I was doing a presentation this week at my Toastmasters club when the remote for my PowerPoint starting giving me attitude. I would push the button to move to the next slide and it would ignore me. So I pushed the button again, harder this time thinking that I was just not connecting. Still nothing. I tried another button thinking I had pushed the wrong one and it would move the wrong way going back one instead of forward. It made me think about what sometimes happens when we try to connect with other people throughout our day. Sometimes we connect and sometimes it is an exercise in frustration.
As I see it, we have 3 options when this happens.
- Try harder (push the same button over and over again until you get the response you want)
- Try a different approach (a different button)
- Or shift focus and go to where they are (I ditched the remote and “connected” directly with my laptop)

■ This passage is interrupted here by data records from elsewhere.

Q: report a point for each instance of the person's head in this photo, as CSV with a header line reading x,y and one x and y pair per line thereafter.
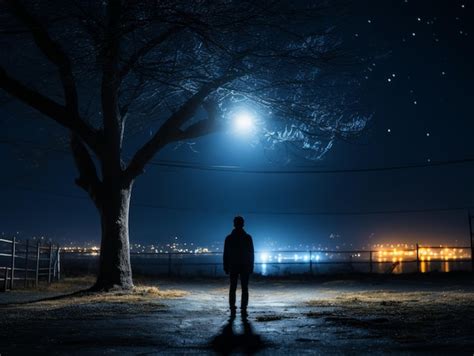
x,y
238,222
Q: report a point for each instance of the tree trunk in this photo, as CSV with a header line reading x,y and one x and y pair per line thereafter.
x,y
115,271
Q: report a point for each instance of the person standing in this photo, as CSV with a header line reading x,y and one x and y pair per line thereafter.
x,y
238,261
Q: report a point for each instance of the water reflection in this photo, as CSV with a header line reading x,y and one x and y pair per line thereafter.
x,y
229,341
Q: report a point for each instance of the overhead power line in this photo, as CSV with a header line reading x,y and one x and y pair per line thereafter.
x,y
233,169
259,212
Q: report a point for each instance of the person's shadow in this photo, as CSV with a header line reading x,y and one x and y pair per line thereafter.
x,y
228,341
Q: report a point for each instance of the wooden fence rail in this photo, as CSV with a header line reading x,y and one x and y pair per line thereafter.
x,y
27,263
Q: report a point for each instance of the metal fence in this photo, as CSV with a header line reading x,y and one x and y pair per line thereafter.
x,y
418,259
27,263
311,262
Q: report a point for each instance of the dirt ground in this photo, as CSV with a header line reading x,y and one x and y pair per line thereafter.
x,y
376,315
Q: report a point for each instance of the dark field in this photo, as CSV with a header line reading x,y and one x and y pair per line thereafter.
x,y
408,314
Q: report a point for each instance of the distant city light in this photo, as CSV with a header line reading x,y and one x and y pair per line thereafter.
x,y
244,122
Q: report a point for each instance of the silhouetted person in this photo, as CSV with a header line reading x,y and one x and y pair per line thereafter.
x,y
238,261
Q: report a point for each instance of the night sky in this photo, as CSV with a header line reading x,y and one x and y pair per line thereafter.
x,y
419,86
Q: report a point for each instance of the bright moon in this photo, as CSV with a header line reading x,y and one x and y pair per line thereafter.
x,y
244,122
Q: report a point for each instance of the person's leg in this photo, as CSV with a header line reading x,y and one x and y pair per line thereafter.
x,y
244,282
233,287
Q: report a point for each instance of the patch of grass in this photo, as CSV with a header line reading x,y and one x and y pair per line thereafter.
x,y
400,314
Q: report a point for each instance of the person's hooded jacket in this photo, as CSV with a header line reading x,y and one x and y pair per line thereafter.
x,y
238,252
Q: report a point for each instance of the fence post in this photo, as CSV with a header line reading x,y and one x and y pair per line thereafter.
x,y
50,261
58,263
470,239
26,262
5,284
169,264
12,274
371,262
417,257
38,251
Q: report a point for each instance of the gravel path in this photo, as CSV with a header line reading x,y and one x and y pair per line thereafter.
x,y
285,317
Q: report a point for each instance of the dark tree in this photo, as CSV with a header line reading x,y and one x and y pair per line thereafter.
x,y
105,70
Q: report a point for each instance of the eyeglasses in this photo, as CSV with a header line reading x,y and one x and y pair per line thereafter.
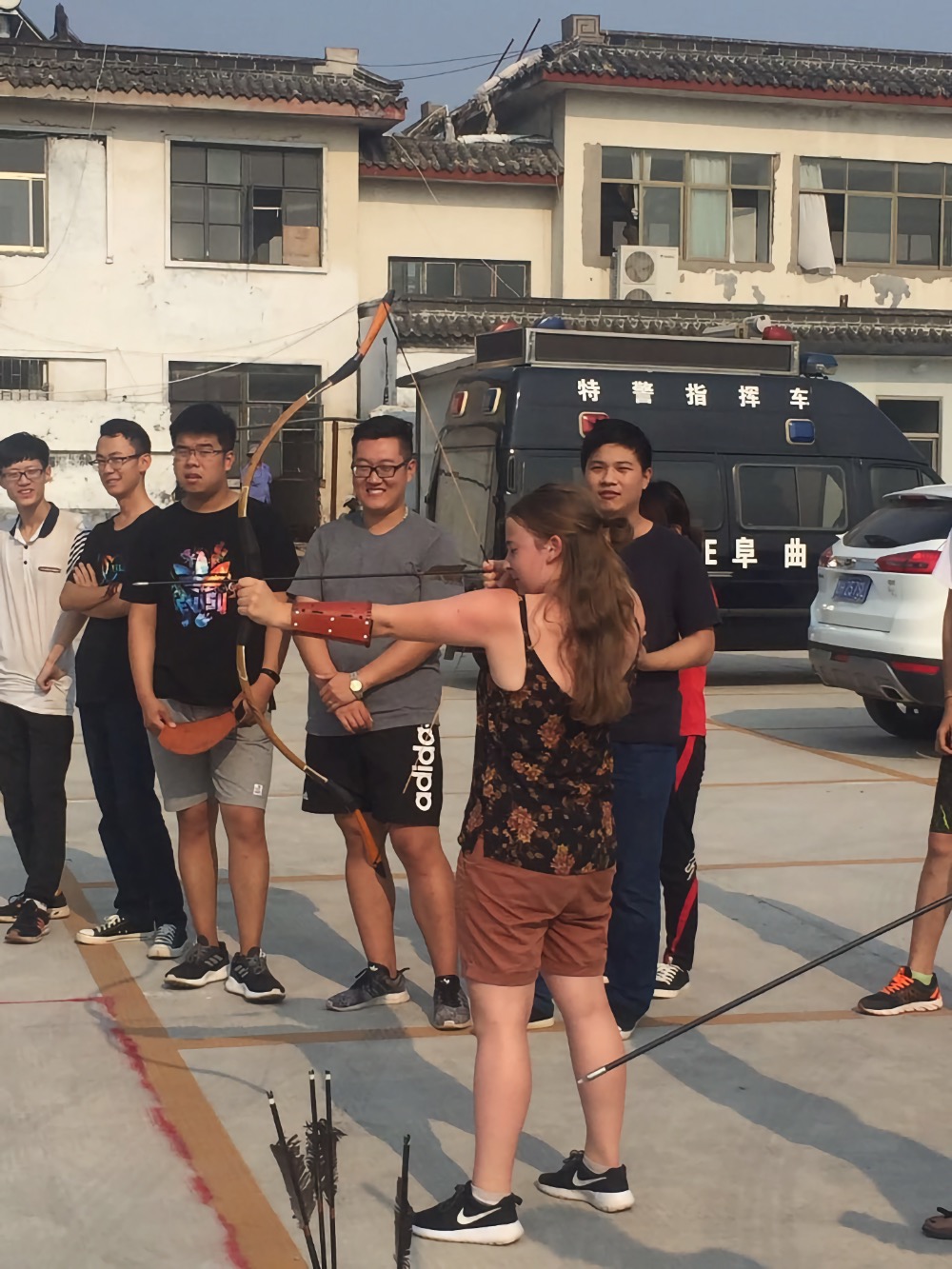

Repeating our message over and over again is usually not effective. In fact is usually annoys the heck out of people. Anyone who has been nagged will tell you that. It seems to bring out our inner teenager.
Trying a different approach sometimes works because you might get lucky and stumble upon the one that connects with them. But it can be hit and miss. You can often loose them before you find the right one too.
Or you can make the effort to really understand what moves the other person best. What is important to them and why they might consider doing what it is you are trying to get them to do. With three kids, I came to understand this early in my career as a mother. What moved one child, was not always what moved the other two. I also found that what moved them one day was not always the same thing the next. Their needs and wants changed as they grew older.
Connecting with people really comes down to understanding what they want most. That means we have to get out of our own head, forget whatever it is we want to say and ask questions. And then actually listen to their answers. Ask more questions based on their answers and listen again. Too many times we are so caught up in what we want to say next that we are not really listening to what the other person is saying.
Now this may be just one way to connect better, but is does give you a good starting point. So this week, how are you going to create a better connection and with whom?